Most town houses seem to be very tall and very thing in design.
We changed into some slippers left at the bottom of the stairs (chinese houses seem to be divided that way) and then went up, and up and up and up, to the 5 floor, (out of 6 or 7). It turned out that this gorgeous house with a central spiral staircase, many floors and big well decorated rooms belonged to a music teacher in the school, and since only two people lived there the 5th floor held a small recording studio with muffled walls and a pretty serious recording setup, including a monitoring room, a decent mic, and headphones so he could talk to us while we recorded.
They wanted us to record the spoken parts of the listening test with them for the text book they had written! After making a few corrections Chris went first and I left he and Margaret in the recording room and went next door to relax and speak with Gau. After an hour or so they had reached halfway and so we decided to break for dinner.

We walked down the street and they selected a local restaurant famous for...seafood! I didn't make a scene however and decided to just grin and bear it, and try everything once! 
The waitresses were very interested in the wagalans coming into their shop (foreigners) and made excuses to come into our private room and smile at us, unfortunately my chinese isn't yet good enough to talk back in chinese, but I hope it will be.
Dinner started out with some fruit, thank god, then moved onto prawns (too difficult to shell with chopsticks), and then sea snails (eaten with a toothpick) but these were very salty, sandy and crunchy, not nice. next came some crab which was ok i guess, some beef (score!) and a fish that was actually ok, not salty of fishy really, but still stupid small bones! 
They ordered way too many dishes for us, so we didn't manage to get anywhere near finishing but had a nice chat with the two teachers.
There was one very amusing part of the meal when we were discussing some ancient chinese stories, the money king, the romance of the three countries, and two more.

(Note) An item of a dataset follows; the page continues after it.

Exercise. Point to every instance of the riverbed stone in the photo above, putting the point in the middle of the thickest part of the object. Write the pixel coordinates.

In China there is also a fifth book, very controversial because it is written about a courtesan in the house of an emperor and goes into quite sordid detail as to her duties and daily life. Chris had read about this fifth book but not really what it was about and so decided to ask over dinner, much the same as attempting to discuss the finer points of the Karma Sutra over a polite dinner in an Indian Restaurant, with virtual strangers! Margaret dissolved into laughter as soon as she understood what Chris was talking about, and Gau just looked puzzled and a little embarrassed about it, while i was just sniggering. Chris then tried to carry on once he realised what he had brought up and just dug his hole deeper and deeper, much to my amusement! 

They recovered from Chris's anecdotes after a while and after a while they paid the bill and we walked back up the road to the music teachers house.

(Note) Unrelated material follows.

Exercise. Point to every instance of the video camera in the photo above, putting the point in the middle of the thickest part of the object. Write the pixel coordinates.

In the house it was my turn to be recorded so we left Chris to relax with Gau and Margaret and I went into the sound room.
The first 20 minutes were spent endlessly rereading the same page as the teacher debugged a problem with the microphone but once that was sorted we hammered through the dialogue parts, some small tests, some English sayings etc. 
I enjoyed reading:
In a dark dark house there is a dark dark room in a dark dark room there is a dark dark... etc etc, an old poem i remember from when I was young, also the tounge twisters were pretty fun to read!

Nearing the end we got to a few songs that she asked me to read, but they sounded strange without the tune, as I tried to teach her the tune for her parts she gave in and just asked me to sing the sections, which of course I did! You are my sunshine, my only sunshine etc etc, as well as twinkle twinkle little star, so funny, margaret and I were in fits of laughter, especially when the teacher suggested we do a duet!!!

We managed to get through all the material but it took a good 2 hours to finish, and the other teacher was very tired by the end as Chris and I had only done one section each.

Having completed the book we asked for a copy, which they assured us they would provide along with the CD, and then dropped us back at the school.

A crazy but very funny evening all round! I do love china, it never is boring!